La Salle Professor: 'Mesh Networks' With Device-to-Device Communication The Next Step In Tech
PHILADELPHIA (CBS) -- After finally experiencing the iWatch, Bill Weaver, PhD and associate professor from the Department of Integrated Science, Business, and Technology at La Salle University, told Talk Radio 1210 WPHT morning host Chris Stigall what he feels is the next step in technology.
"What's happening now is these little devices, including the iWatch and including your phone, are going to start communicating with each other directly. They do not need a router. They do not need to find the nearest cell tower. So, they'll just talk to each other when they're next to each other and that seems to be the next big thing coming down the pipe."

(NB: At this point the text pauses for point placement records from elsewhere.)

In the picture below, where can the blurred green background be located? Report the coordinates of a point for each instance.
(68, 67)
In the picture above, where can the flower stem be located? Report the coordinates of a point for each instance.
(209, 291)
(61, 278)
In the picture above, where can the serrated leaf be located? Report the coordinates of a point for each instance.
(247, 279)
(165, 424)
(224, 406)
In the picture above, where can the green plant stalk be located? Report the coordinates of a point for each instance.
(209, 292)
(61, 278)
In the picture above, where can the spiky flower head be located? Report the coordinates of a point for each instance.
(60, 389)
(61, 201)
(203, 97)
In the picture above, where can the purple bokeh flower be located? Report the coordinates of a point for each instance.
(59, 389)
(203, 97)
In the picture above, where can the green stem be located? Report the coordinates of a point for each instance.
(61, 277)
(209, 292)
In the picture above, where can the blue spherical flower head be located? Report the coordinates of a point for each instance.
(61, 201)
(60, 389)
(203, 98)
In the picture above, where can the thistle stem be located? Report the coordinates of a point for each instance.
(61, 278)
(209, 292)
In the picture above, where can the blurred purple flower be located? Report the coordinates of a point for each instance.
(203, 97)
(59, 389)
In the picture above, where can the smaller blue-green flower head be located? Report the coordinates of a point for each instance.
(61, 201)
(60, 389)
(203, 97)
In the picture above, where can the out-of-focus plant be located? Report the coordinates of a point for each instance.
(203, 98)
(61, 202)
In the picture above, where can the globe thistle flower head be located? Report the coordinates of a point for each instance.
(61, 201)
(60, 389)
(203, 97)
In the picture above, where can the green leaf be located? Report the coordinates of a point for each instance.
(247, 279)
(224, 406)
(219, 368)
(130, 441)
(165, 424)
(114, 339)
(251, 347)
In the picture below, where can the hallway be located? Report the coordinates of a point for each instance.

Weaver says that it would actually be "more power efficient and much faster" in a large city like Philadelphia to have the devices communicate with each other as opposed to going back to a cell tower, router or a telephone pole.
"I guess the technical term is a 'mesh network,' and the mesh sort of looks like a fisherman's net, and what you do is sort of just lay this mesh all around the city and you don't need to be a Comcast or a Verizon and actually install things. You just need to go ahead and sell these individual devices that people are carrying anyway."

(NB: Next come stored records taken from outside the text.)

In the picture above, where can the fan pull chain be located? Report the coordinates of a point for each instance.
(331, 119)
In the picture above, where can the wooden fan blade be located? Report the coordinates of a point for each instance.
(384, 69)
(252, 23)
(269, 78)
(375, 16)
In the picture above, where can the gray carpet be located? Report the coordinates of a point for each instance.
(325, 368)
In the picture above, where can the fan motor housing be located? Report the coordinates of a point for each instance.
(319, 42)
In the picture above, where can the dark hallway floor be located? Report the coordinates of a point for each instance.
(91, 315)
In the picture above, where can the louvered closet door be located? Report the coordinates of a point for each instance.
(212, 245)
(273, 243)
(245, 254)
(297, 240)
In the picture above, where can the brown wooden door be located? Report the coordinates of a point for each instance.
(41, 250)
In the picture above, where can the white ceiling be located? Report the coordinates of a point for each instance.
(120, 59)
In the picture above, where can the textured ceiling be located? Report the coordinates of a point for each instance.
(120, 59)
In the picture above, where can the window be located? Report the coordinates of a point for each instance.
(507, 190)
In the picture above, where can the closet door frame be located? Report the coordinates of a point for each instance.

While it would work great in many cases in densely populated area, there are still reasons to use traditional methods.
"The mesh network is great when you're in a very high density neighborhood, but where cable and fiber and Fios and Google Fiber will be useful is that you still need to make that long haul connection from city to city to city. When you're just calling someone or getting data from across the street, then it will hop from device to device, but if you need to get to a website way out in the West Coast, then it will have to go through more of a traditional method."
However, when something becomes simpler or faster, it often becomes more dangerous, and Weaver feels that in the early days of a 'mesh network' security would be a big issue.
"Everything has to be installed and upgraded at exactly the same time. So at the same time that we're putting these mesh network chips in these phones, we also have to upgrade security as well an there's always a leading edge where things will be amazingly insecure for a little bit, and then the early adopters will hopefully side step that and eventually things will settle down again. It's sort of how we leap frog in technology."